X-ray of pulmonary sarcoidosis

So, I went back to my GP who sent me to my local hospital for a chest X-ray. And this is when my life changed forever.

The chest consultant rang me and said I had to come in ASAP. It was urgent. She showed me my X-ray, which looked like loads of very large lumps going down my spine and my lungs covered in thick fog. She explained that I either had:

  • Lung cancer. Great, I don’t even smoke
  • Tuberculosis. How the hell did I get that? I’d had the BCG vaccination at school so surely I should be immune?
  • Sarcoidosis: which I’d never heard of. Incurable, can be lifelong, potentially deadly. Just what I needed…

I was then given a quick test to see if I had TB – nope, I’m immune. In  hindsight, I sometimes wish I had had TB, because, by now, it would be gone, assuming that I survived it of course.

Next, they asked me if I had any red areas – skin lesions – on my body. And I did, right in the small of my back. I never new I had it – my partner asked me what it was a couple of days previously. That was lucky, they said! They could take a quick biopsy of the lesion and see whether or not it was sarcoidosis, rather than a much more intrusive and painful lymph node biopsy in my neck.

And sarcoidosis it was.

Sarcoidosis Treatment

The first treatment: do NOTHING. That’s right, nothing. Apparently, sarcoidosis often ‘burns itself out‘ after a year or so.

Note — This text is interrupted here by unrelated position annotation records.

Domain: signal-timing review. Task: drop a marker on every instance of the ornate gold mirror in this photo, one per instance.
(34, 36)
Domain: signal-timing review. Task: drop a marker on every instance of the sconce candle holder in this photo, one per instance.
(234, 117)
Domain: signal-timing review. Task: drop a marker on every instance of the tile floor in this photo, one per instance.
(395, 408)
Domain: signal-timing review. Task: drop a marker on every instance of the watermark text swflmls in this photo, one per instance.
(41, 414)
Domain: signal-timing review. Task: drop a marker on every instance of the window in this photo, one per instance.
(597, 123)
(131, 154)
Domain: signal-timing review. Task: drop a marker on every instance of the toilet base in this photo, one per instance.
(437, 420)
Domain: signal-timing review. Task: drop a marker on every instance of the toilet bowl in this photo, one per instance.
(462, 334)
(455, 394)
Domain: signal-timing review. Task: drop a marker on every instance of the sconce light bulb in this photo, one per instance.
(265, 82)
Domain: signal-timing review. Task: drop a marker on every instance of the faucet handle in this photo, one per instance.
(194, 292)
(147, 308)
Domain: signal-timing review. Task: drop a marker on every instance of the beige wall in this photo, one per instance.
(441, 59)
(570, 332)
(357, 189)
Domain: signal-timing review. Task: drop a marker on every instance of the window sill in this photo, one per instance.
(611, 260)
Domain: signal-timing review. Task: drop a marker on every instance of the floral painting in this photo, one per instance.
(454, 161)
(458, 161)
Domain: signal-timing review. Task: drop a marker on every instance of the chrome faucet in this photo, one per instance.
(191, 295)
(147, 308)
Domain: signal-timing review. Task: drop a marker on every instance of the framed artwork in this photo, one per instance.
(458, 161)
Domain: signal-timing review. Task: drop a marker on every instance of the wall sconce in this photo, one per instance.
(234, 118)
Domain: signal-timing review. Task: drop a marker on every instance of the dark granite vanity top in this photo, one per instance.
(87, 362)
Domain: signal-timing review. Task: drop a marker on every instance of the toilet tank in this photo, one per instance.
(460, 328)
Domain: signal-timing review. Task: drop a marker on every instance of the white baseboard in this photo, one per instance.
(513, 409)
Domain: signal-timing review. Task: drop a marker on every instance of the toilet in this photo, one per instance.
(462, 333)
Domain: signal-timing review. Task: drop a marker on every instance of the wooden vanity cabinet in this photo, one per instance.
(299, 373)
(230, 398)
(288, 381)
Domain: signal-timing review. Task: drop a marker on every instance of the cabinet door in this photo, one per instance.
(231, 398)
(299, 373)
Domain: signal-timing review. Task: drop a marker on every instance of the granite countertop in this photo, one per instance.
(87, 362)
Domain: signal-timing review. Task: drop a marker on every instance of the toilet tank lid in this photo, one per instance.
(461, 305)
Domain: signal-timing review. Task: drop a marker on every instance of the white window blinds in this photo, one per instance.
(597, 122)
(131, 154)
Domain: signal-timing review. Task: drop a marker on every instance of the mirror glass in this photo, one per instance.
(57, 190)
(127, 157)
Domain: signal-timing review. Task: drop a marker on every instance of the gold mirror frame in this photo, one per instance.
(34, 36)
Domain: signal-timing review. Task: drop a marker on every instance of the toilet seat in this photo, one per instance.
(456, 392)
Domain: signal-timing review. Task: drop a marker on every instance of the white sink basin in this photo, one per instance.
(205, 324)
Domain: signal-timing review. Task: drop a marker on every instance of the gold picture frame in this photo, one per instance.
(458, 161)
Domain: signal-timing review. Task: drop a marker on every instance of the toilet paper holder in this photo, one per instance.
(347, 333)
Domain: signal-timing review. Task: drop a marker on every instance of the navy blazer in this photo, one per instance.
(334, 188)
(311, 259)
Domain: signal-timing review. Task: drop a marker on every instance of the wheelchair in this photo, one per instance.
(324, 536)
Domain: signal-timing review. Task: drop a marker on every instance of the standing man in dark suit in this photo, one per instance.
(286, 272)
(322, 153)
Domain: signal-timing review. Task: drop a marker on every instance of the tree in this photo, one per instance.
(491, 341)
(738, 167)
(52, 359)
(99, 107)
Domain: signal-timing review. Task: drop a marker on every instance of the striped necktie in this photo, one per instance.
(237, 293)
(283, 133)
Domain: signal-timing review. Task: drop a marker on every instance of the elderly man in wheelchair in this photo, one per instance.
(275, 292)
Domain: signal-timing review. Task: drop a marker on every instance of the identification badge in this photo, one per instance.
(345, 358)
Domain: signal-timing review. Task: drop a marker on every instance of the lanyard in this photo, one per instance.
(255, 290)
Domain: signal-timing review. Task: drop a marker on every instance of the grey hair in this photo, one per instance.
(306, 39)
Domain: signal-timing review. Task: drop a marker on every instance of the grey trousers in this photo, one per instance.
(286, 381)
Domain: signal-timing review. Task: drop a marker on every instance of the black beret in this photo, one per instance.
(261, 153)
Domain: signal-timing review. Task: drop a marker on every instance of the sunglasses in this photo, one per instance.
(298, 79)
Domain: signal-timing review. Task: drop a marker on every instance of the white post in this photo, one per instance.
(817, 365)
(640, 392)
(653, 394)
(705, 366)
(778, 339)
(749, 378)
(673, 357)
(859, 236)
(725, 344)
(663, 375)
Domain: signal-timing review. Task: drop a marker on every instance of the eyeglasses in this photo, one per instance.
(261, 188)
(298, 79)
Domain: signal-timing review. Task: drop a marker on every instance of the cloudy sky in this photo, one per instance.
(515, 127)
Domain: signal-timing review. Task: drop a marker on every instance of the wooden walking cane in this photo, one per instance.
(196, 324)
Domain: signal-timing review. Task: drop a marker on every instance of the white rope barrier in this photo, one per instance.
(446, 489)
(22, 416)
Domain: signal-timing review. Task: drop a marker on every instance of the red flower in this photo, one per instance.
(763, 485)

So I waited a year and there was no change. In fact, it might be a little worse.

So in June 2000, I began my treatment. This consisted of a heavy dose of steroids. I think it was 100mg per day, progressively reducing to 20mg per day in three months time. I was prescribed prednisolone, a very common steroid that they know a lot about. The theory is that by blasting your body with high doses of steroids, it can kick start your immune system and so help the sarcoidosis go into remission.

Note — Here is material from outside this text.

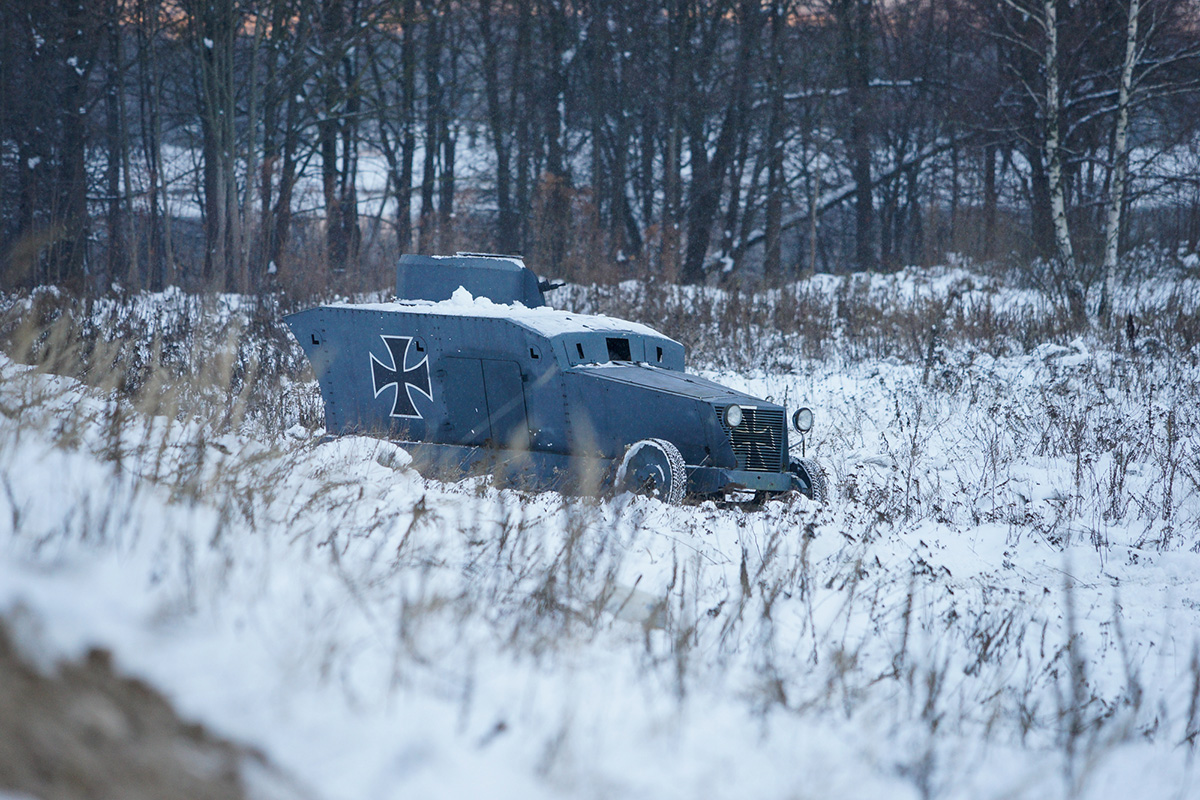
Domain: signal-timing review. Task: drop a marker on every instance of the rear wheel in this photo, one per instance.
(654, 468)
(811, 479)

As you can imagine, I piled on the weight, became bloated, moody and had trouble sleeping.

The theory didn’t come true for me and I’ve been on varying doses of steroids ever since. They work alright. The skin lesions have gone thanks to another drug called hydroxychloroquine. The steroids keep me going from day-to-day…

Until now.

My Theory: Go Drug Free

Well, while in hospital, I developed a theory. If blasting your body with steroids could work; then removing them completely and instantly might also have the same effect. There’s no scientific evidence for this of course, but, then again, there’s no evidence for a cornucopia of things.

I’ve resolved to try it and I’ve stopped taking the effing prednisolone.

It’s a leap into the dark. But I hope that my theory works cos I’m sick of it.

Now I’m drug free for the first time in nearly 15 years.